How to work with Data Summarization Techniques in Data Mining

Data Summarization is a simple term for a short conclusion of a big theory or a paragraph. This is something where you write the code and in the end, you declare the final result in the form of summarizing data. Data summarization has the great importance in the data mining. As nowadays a lot of programmers and developers work on big data theory. Earlier, you used to face difficulties to declare the result, but now there are so many relevant tools in the market where you can use in the programming or wherever you want in your data.

Why Data Summarization?

Why we need more summarization of data in the mining process, we are living in a digital world where data transfers in a second and it is much faster than a human capability. In the corporate field, employees work on a huge volume of data which is derived from different sources like Social Network, Media, Newspaper, Book, cloud media storage etc. But sometimes it may create difficulties for you to summarize the data. Sometimes you do not expect data volume because when you retrieve data from relational sources you can not predict that how much data will be stored in the database.

As a result, data becomes more complex and takes time to summarize information. Let me tell you the solution to this problem. Always retrieve data in the form of category what type of data you want in the data or we can say use filtration when you retrieve data. Although, “Data Summarization” technique gives the good amount of quality to summarize the data. Moreover, a customer or user can take benefits in their research. Excel is the best tool for data summarization and I will discuss this in brief.

Data Summarization in Excel

You can make the summary of the data in excel with ease and in a less time. There are so many ways to mining the data in excel, but I tell you the very simple formula for summarizing the data. First thing, we need a table as follows,

Data Summarization with SUMIF()

Now, look in the table name Register which contains six columns such as Invoice Date, Customer, Type, Country, Amount, and Status. We have already inserted random data for our ease. Now, I want total amount of ‘Paid’ and ‘Future’ in the table. So, let’s understand with an example of SUMIF formula as follows,

In the output, we used formula SUMIF, now see the formula explains (Range, Criteria, Sum_Range) as arguments.

Arguments

  • Range: It selects the range from where you want to retrieve the string or number value.
  • Criteria: It selects particular criteria in the range.
  • Sum_range: It selects the range from where you need the data or amount in the table.

Once you type the formula then press Enter key and get the result as follows.

Now, I tell to you what exactly happened in the result. First of all, it retrieved data from “Status” column as Range, then select “Paid” string as Criteria and finally the sum of “Amount” column of all status where status lies with “Paid”. This is a basic data mining process, now we will discuss some other complex data.

Data Summarization with DSUM()

Let’s take an example, remember that we will use the same table in this example. So, let’s understand the summarization with multiple criteria. I want to retrieve total amount of paid for subway customers who are the distributor.
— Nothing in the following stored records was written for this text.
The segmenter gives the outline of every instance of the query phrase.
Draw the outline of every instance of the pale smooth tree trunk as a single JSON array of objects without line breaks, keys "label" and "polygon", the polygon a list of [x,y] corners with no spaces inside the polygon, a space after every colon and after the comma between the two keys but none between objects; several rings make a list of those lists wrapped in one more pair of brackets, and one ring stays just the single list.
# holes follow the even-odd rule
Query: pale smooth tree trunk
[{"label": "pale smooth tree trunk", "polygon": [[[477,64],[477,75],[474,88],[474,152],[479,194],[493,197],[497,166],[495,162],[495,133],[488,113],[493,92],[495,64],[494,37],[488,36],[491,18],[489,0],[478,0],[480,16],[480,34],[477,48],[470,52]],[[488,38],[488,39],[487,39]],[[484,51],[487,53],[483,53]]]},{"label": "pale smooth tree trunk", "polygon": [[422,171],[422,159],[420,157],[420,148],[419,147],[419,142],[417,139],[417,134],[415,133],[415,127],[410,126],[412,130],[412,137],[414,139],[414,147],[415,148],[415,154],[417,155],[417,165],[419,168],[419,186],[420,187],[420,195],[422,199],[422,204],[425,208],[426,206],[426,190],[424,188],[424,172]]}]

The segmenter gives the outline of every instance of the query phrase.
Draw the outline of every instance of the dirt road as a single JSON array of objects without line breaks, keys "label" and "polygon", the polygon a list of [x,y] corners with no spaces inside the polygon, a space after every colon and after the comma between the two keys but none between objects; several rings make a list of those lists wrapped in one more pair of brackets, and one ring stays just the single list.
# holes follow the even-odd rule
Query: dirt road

Here is the table as follows.

In the table, we will use the DSUM() and DCOUNT() formula to mining the data in the more complex form. Some important points you need to follow. First of all, select the table and give it an appropriate name in the box as follows.

Now, the formula like =DSUM(Database, Field, Criteria), I tell you about these arguments as follows

Arguments

  • Database: Once you create the table, then select the complete table and go to the name box field, change the name & click on the Enter key. As a result, you will have the table name as Register and one more benefit to create the database you will not need to select the table again and again just scroll the table name in the formula.

=DSUM(Database, Field, Criteria)

  • Field: This field is more important than other arguments, this contains only column name. So, when you finish database write only column name as the field in the formula.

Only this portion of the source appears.